FWIW, I love Rick and Morty when they do gross stuff like the Raising Gazorpazorp or the fantasy land episodes, because I like the way that they play around with the source material and make interesting plots out of it. But things like their Hellraiser episode bore me because they didn't bother to understand the source material.
It really picks up after the 3rd episode.
 

overgeeked

B/X Known World
I'm doing it in this very thread! :) I get where you are coming from, but sometimes those folks are right. Then again, sometimes they are wrong. I don't think there is anything my son can do to get me to watch another episode of JoJo's Bizarre Adventure. I forced myself to watch a second episode. I've even watched portions of episodes from later season. Every effort has only convinced me that it was time I would never get back.
I turned it off after the dog scene. Don't care what comes after that.
 

MNblockhead

A Title Much Cooler Than Anything on the Old Site
This is why so many anime fans swear by the three episode rule. Some shows take a bit to get going.
But the fact that anime episodes are so short often creates a sense of them taking longer to pick up than they do. Because they are broken up into such short segments, it is easy to just nope out and not go on to the next episode. I think more people would get hooked if the content was in hour long episode. I would say give the show an hour. More often than not, the first couple of episodes of most anime's I've watched seem designed to hook a different type of viewer than me. Most anime shows just don't grab me. All of my favorites grew on me over about an hour or so of watching them before they hooked me. So my personal rule of thumb is to given them about an hour. If not for that rule, I would have missed out on Attack on Titan, Deathnote, Vox Machina, Delicious in Dungeon, and others. The only anime I can think of that hooked me in the first episode was Castlevania.
 

MNblockhead

A Title Much Cooler Than Anything on the Old Site
Of course, with lots of anime you have the problem in the other direction. The first few episodes are really interesting and pull you in, then it just drags out the middle forever.

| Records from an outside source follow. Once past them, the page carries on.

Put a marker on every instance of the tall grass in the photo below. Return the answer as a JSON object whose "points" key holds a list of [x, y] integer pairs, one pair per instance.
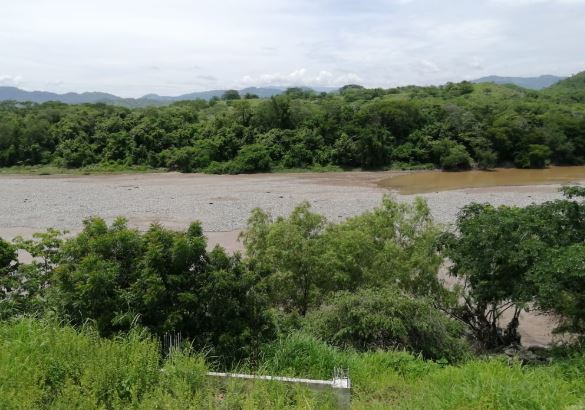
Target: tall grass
{"points": [[47, 365], [399, 380]]}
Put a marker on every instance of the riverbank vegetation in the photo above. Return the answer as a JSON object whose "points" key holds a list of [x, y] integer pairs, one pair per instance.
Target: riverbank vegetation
{"points": [[85, 321], [453, 127]]}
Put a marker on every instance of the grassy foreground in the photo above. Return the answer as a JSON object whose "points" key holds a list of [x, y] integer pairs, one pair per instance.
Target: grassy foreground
{"points": [[48, 365]]}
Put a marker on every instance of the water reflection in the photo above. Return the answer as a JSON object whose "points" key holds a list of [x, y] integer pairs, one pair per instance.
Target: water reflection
{"points": [[432, 181]]}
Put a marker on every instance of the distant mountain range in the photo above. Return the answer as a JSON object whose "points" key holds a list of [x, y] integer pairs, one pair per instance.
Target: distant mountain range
{"points": [[533, 83], [16, 94]]}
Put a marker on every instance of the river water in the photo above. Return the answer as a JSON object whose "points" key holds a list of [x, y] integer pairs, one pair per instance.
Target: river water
{"points": [[437, 181]]}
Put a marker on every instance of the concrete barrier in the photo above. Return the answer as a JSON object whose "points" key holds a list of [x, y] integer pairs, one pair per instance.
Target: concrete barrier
{"points": [[340, 384]]}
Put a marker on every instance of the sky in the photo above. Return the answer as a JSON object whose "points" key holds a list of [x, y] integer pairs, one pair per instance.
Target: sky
{"points": [[171, 47]]}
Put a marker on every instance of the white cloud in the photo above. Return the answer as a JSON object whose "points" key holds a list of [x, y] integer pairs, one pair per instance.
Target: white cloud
{"points": [[302, 77], [10, 80], [134, 47]]}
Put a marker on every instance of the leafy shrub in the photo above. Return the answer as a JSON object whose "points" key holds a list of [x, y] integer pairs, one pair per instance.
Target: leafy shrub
{"points": [[385, 318]]}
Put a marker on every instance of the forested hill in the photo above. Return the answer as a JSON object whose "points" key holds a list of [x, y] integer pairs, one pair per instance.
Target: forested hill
{"points": [[16, 94], [533, 83], [572, 88], [455, 126]]}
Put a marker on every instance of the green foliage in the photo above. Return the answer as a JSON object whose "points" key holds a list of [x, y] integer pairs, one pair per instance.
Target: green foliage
{"points": [[386, 319], [288, 249], [302, 258], [453, 126], [163, 280], [44, 365], [509, 257], [559, 278], [536, 156]]}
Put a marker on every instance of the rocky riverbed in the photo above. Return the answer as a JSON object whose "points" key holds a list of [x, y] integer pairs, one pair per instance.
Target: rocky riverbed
{"points": [[223, 203]]}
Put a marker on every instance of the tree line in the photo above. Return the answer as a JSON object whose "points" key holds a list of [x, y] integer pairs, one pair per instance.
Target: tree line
{"points": [[455, 126]]}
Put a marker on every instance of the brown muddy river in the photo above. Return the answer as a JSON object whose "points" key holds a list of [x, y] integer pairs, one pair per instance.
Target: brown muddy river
{"points": [[436, 181]]}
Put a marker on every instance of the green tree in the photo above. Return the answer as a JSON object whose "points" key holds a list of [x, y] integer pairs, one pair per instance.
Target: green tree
{"points": [[231, 95], [387, 318], [288, 250]]}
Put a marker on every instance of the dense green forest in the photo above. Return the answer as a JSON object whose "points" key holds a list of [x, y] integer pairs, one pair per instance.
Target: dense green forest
{"points": [[455, 126], [82, 322]]}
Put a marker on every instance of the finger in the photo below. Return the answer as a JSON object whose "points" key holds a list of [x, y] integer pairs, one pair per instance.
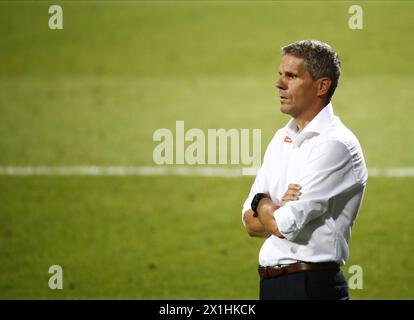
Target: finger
{"points": [[294, 193], [290, 198]]}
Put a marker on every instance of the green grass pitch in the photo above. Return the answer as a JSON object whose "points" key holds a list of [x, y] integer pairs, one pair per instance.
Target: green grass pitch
{"points": [[95, 92]]}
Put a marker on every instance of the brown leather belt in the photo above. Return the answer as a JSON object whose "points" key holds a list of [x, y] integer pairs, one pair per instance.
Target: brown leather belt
{"points": [[273, 272]]}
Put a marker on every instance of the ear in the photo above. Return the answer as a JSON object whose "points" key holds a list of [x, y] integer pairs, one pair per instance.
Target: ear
{"points": [[323, 86]]}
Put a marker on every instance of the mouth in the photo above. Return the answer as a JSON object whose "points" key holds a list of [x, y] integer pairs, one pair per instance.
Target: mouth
{"points": [[283, 98]]}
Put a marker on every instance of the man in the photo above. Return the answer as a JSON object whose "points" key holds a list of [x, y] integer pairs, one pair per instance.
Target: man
{"points": [[309, 189]]}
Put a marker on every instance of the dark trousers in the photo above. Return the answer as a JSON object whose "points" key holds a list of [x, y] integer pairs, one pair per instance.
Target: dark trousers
{"points": [[308, 285]]}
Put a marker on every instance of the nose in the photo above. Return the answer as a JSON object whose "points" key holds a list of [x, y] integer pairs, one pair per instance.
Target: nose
{"points": [[280, 84]]}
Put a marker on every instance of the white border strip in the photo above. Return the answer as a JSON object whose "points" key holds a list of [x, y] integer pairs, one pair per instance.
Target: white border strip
{"points": [[167, 171], [122, 171]]}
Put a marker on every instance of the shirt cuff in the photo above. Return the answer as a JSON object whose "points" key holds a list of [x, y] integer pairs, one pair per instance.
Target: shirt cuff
{"points": [[286, 222]]}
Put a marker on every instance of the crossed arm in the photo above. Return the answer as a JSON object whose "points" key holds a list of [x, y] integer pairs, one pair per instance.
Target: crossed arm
{"points": [[265, 224]]}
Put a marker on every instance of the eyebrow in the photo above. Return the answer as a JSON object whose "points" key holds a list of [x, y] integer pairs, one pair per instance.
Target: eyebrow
{"points": [[289, 73]]}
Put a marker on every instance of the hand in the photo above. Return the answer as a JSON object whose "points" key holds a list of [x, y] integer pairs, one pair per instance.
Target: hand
{"points": [[291, 194]]}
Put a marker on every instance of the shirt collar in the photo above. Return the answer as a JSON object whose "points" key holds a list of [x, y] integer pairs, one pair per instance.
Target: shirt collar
{"points": [[315, 127]]}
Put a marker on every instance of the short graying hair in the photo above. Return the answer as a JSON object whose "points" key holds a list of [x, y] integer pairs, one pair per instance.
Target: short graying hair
{"points": [[319, 58]]}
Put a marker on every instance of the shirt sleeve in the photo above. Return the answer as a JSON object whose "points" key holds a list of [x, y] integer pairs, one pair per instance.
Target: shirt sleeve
{"points": [[327, 173], [260, 183]]}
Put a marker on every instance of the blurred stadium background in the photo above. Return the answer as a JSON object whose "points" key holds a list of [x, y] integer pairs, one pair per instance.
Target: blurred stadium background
{"points": [[95, 92]]}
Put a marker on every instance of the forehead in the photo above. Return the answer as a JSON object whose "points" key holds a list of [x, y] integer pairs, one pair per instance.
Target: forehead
{"points": [[292, 64]]}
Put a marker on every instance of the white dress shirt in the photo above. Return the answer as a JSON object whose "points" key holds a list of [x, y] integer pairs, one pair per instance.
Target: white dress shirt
{"points": [[326, 159]]}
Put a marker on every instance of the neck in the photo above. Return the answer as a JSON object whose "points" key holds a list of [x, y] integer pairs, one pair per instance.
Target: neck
{"points": [[303, 120]]}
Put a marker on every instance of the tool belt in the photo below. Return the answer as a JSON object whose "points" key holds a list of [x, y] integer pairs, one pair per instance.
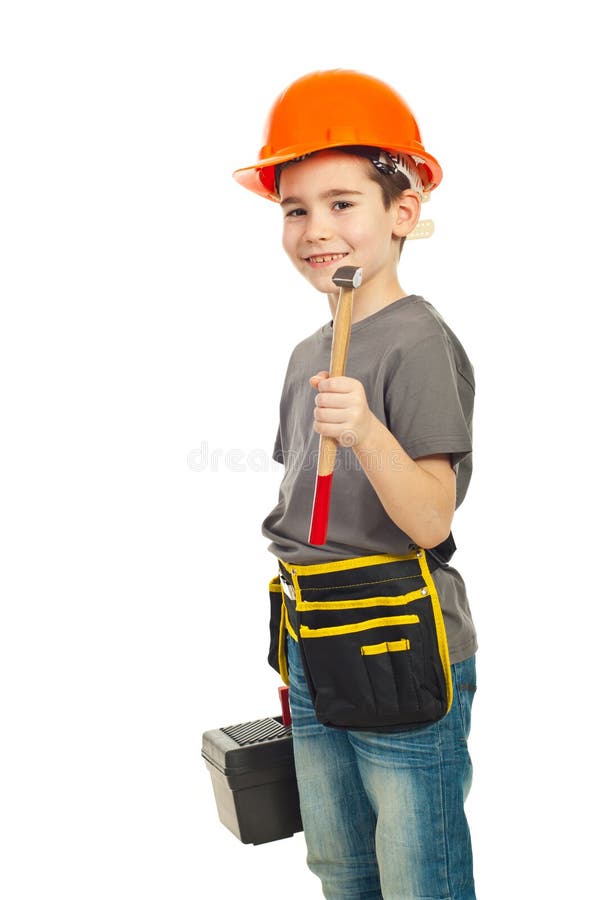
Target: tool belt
{"points": [[372, 638]]}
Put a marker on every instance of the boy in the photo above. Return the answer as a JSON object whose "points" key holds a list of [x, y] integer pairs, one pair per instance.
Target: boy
{"points": [[381, 702]]}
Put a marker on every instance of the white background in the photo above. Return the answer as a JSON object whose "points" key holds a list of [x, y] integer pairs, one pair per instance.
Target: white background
{"points": [[148, 312]]}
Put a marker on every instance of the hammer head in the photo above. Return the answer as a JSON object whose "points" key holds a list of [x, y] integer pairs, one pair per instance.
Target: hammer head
{"points": [[348, 277]]}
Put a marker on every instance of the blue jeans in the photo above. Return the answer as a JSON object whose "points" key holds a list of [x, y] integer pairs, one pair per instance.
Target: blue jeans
{"points": [[383, 814]]}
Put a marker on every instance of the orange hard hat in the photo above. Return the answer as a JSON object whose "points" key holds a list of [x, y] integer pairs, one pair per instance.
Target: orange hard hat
{"points": [[337, 108]]}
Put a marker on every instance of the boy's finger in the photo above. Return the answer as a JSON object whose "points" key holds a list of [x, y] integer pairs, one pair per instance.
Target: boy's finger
{"points": [[340, 384]]}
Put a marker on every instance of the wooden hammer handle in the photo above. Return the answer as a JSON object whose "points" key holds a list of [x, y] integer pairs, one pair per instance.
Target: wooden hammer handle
{"points": [[341, 331]]}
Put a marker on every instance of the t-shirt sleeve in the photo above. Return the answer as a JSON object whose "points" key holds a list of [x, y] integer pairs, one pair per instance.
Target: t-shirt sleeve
{"points": [[429, 401], [277, 454]]}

My spouse and I started Attack On Titan and liked it. But we got about a third of the way through with the show and gave up. We're contemplating if it's worth it to just fast forward to the last season.
I love Attack on Titan. But, like a lot of anime, it suffers from a lot of filler episodes. I prefer anime shows where the season is fully created and then released, rather than trying to be an ongoing weekly show. But, overall, I really enjoyed Attack on Titan.
 


I love Attack on Titan. But, like a lot of anime, it suffers from a lot of filler episodes.
And then once in a while you just plain get trolled by the creators. Haruhi Suzumiya's Endless Eight remains the most gloriously over the top version of that, and will probably retain the record for eternity because I'm pretty sure no producer will ever let that happen again.

For those unfamiliar with it, imagine a Groundhog Day time loop scenario, only the show gives us eight nearly identical episodes with each portraying an entire two-week loop, the POV protag only gradually becomes aware he's stuck in a loop, and the one character who does notice doesn't tell anyone until well into the run and even then she has to explain again and again what's going on because everyone else resets. Thankfully we only see eight loops out of the 8000+ ones the one temporally-lucid character lives through, which has consequences later on. Roughly three and a half hours of the four hour long arc are the same scenes from slightly different points of view done eight times over, and at the end of it the protag doesn't remember a thing. He can't even play piano.

Viewers were rioting by the end of it, although I confess I loved it for the sheer stupid guts it had to take to make and air it. The best part is, the show's adapted from a YA novel series, and in that this whole sequence is a short story that quite rationally only shows the final loop before it's broken because the protag doesn't personally recall any of the others. Stretching to eight full episodes was entirely the anime studio's decision. Madness. Wonderful, awful madness.